Finding the right reference sequence for RNA-Seq
For prokaryotes, the reference sequence needed for RNA-Seq is quite simple. Either you input a genome annotated with gene
annotations, or you input a list of genes and select the Use reference without annotations.
For eukaryotes, it is more complex because the Workbench needs to know the intron-exon structure as explained in the introduction. This means that you need to have a reference genome with annotations of type mRNA
and gene
(you can see the annotations of a sequence by opening the annotation table).
You can obtain an annotated reference sequence in different ways:
- Download the sequences from NCBI from within the Workbench (see GenBank search).

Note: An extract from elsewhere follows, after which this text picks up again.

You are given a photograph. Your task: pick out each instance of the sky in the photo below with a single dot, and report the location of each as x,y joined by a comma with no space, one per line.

Figure 27.6 shows an example of a search for the human refseq chromosomes.
- Retrieve the annotated sequences in supported format, e.g. GenBank format, and Import () them into the Workbench.

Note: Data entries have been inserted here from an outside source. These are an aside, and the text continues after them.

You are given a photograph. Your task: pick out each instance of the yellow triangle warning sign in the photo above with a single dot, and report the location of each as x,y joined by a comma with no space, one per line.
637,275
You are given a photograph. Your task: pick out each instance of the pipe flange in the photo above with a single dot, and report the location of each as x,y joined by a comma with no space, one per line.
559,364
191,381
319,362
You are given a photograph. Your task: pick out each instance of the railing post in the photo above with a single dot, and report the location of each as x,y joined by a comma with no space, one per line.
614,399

- Download the unannotated sequences, (e.g. in fasta format) and annotate them using a GFF/GTF file containing gene and mRNA annotations. Please do not over-annotate a sequence that is already marked up with gene and mRNA annotations unless you are sure that the annotation sets are exclusive. Overlapping gene and mRNA annotations will lead to useless RNA-Seq results. Learn more about how to annotate with GFF at http://www.clcbio.com/clc-plugin/annotate-sequence-with-gff-file/.
You need to make sure the annotations are the right type. GTF files from Ensembl are fully compatible with the RNA-Seq functionality of the CLC Genomics Workbench: ftp://ftp.ensembl.org/pub/current_gtf/. Note that GTF files from UCSC cannot be used for RNA-Seq since they do not have information to relate different transcript variants of the same gene.
If you annotate your own files, please ensure that you use annotation types
gene
and, if it is a eukarote,mRNA
. To annotate with these types, they must be spelled correctly, and the RNA part of the word "mRNA" must be in capitals. Please see annotation table.
Figure 27.6: Downloading the human genome from refseq.